The exclusive findings in the latest Resolve Political Monitor, conducted for this masthead by research company Resolve Strategic, show Labor has a primary vote of 39 per cent, unchanged for three surveys in a row. Albanese has also retained his edge over Opposition Leader Peter Dutton to lead by 53 to 19 per cent as preferred prime minister.
More on the polling here.
Rising rates put brakes on home loan growth
As the Reserve Bank prepares to raise interest rates again to tame the highest inflation in decades, loan growth in the $2-trillion mortgage market is showing signs of softening and analysts say the slowdown in lending has further to run.
New RBA figures, released yesterday, showed housing credit growth – a key long-term influence on bank profits – slowed to a 10-month low of 7.3 per cent in the year to September, from 7.6 per cent a month earlier.
Housing credit growth is slowing, and analysts say the trend has much further to run.Credit:Peter Rae
With the RBA expected to raise the cash rate by at least 0.25 percentage points today, analysts say it is still early days in the slowdown of mortgage lending, which has occurred as house prices have fallen and banks have cut how much they will lend.
Read the full story here.
This morning’s headlines at a glance
Good morning and thanks for your company.
It’s Tuesday, November 1. I’m Broede Carmody and I’ll be anchoring our live coverage for the first half of the day.
Here’s what you need to know before we get started.
- The Reserve Bank is expected to raise the official cash rate by at least another 0.25 percentage points when its board meets today. As Clancy Yeates has written, rising rates have put the brakes on home loan growth.

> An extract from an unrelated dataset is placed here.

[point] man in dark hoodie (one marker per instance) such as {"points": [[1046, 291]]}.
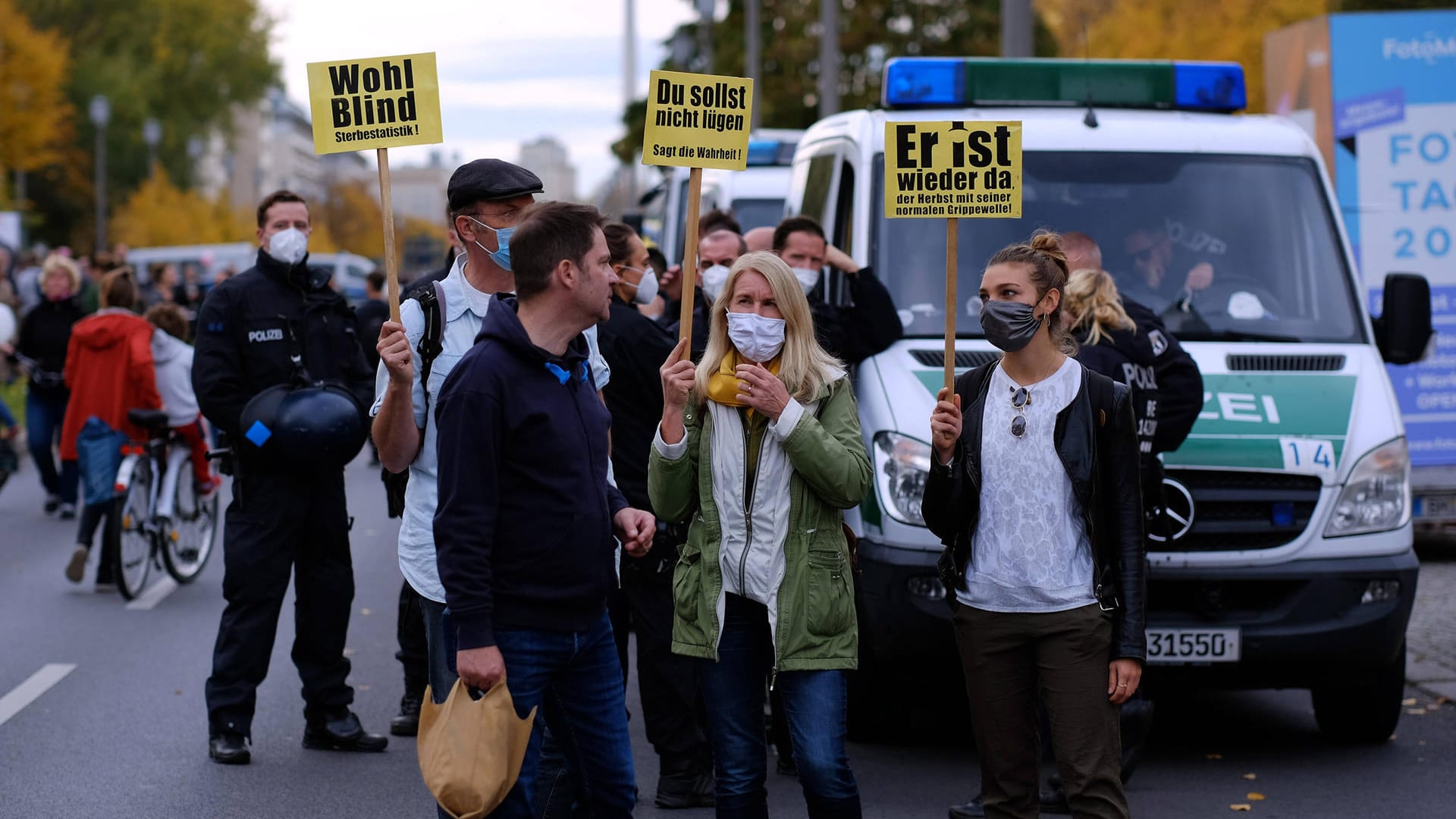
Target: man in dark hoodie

- The federal government has split the electorate over its sweeping plan to allow unions to pursue common pay deals across industries, according to new polling. David Crowe and Angus Thompson have the full story.
- Speaking of industrial relations, a major childcare provider wants the federal government to increase wages in the industry by 10 per cent.
- Meanwhile, federal government agencies have allowed migration agents to keep operating despite repeated warnings about their role in the rorting of the visa system. That’s according to the latest Nick McKenzie investigation.
- Today marks the 162nd Melbourne Cup.
- And in international news, Iran has intensified its crackdown on women’s rights protesters.